Trust is imperative...in your diabetic team...i dont think ive got it anymore.
Another learning curve i guess...a big learning curve ...
thanks for giving me an opportunity to have my say...
You have done a fab job. No doubt about it. Don't let ANYONE tell you differently.
Hi There - Apricot is right- you have been doing a fantastic job with your daughter. You must do what is best for her but also what is best for you.

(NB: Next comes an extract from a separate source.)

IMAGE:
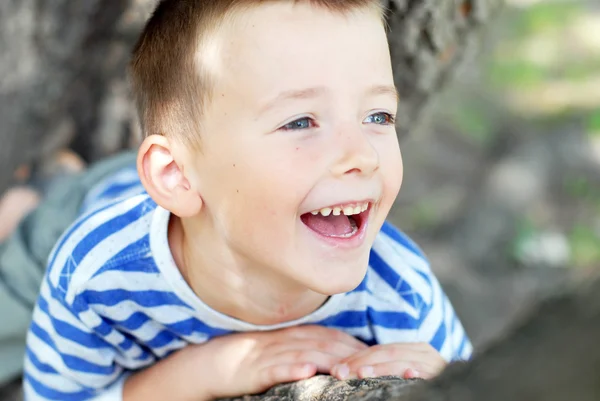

It's no use having a worn out Carer.
 

Paul520785

Well-Known Member
Messages
95
Type of diabetes
Type 1
Treatment type
Insulin
Hi -
I have been T1 for 57 years
I also have had experience of the annoying and unhelpful and totally incorrect instructions.
You are doing the right thing by reading, getting information, and then you must make your own decision as to what will work for you and your daughter.
If you find anything difficult or that you feel should be easier - Stand up and say so.
Keep Going - you are doing brilliantly.
Best Wishes
Paul
 

AndyOD

Well-Known Member
Messages
114
Type of diabetes
Type 1
Treatment type
Insulin
Dislikes
eggs
Hi
I have had T1 for 46 years, I used to be on the mix like your daughter,
I went onto Basal Bolus in 2000 and it was much better for me.
The reason being I could finally properly experiment (which I believe is key) with my dosage.
So when I am high I can give myself more insulin before a meal to bring it down after - and live a more normal life.
It is unfortunate there is no magic to working things out it is trial and error unfortunately
The Basal dose is key though so in theory one could not eat and stay alive with the Basal, so it allows you to
manage the Blood Sugar Levels (BSL) by, ok, normally I have lets say 5 units of insulin before breakfast - I wake up and I am 15mmol/litre (normal range is 3-8 mmol/Litre) so I inject 6 or 7 and test 30,60, 90 and 120 mins, after to see what has happened
This is not fool-proof as there are exterior affects such as (if you get stressed (fight or flight response) or get a cold/ illness - BSL increases)
Unfortunately, as I say, there is no formula - Health care professionals have their limitation, they are not living with the condition 24/7 so I would think that when you discuss anything with them - they are giving their best 'current' knowledge which may be wrong for you as you (as all of us) are unique.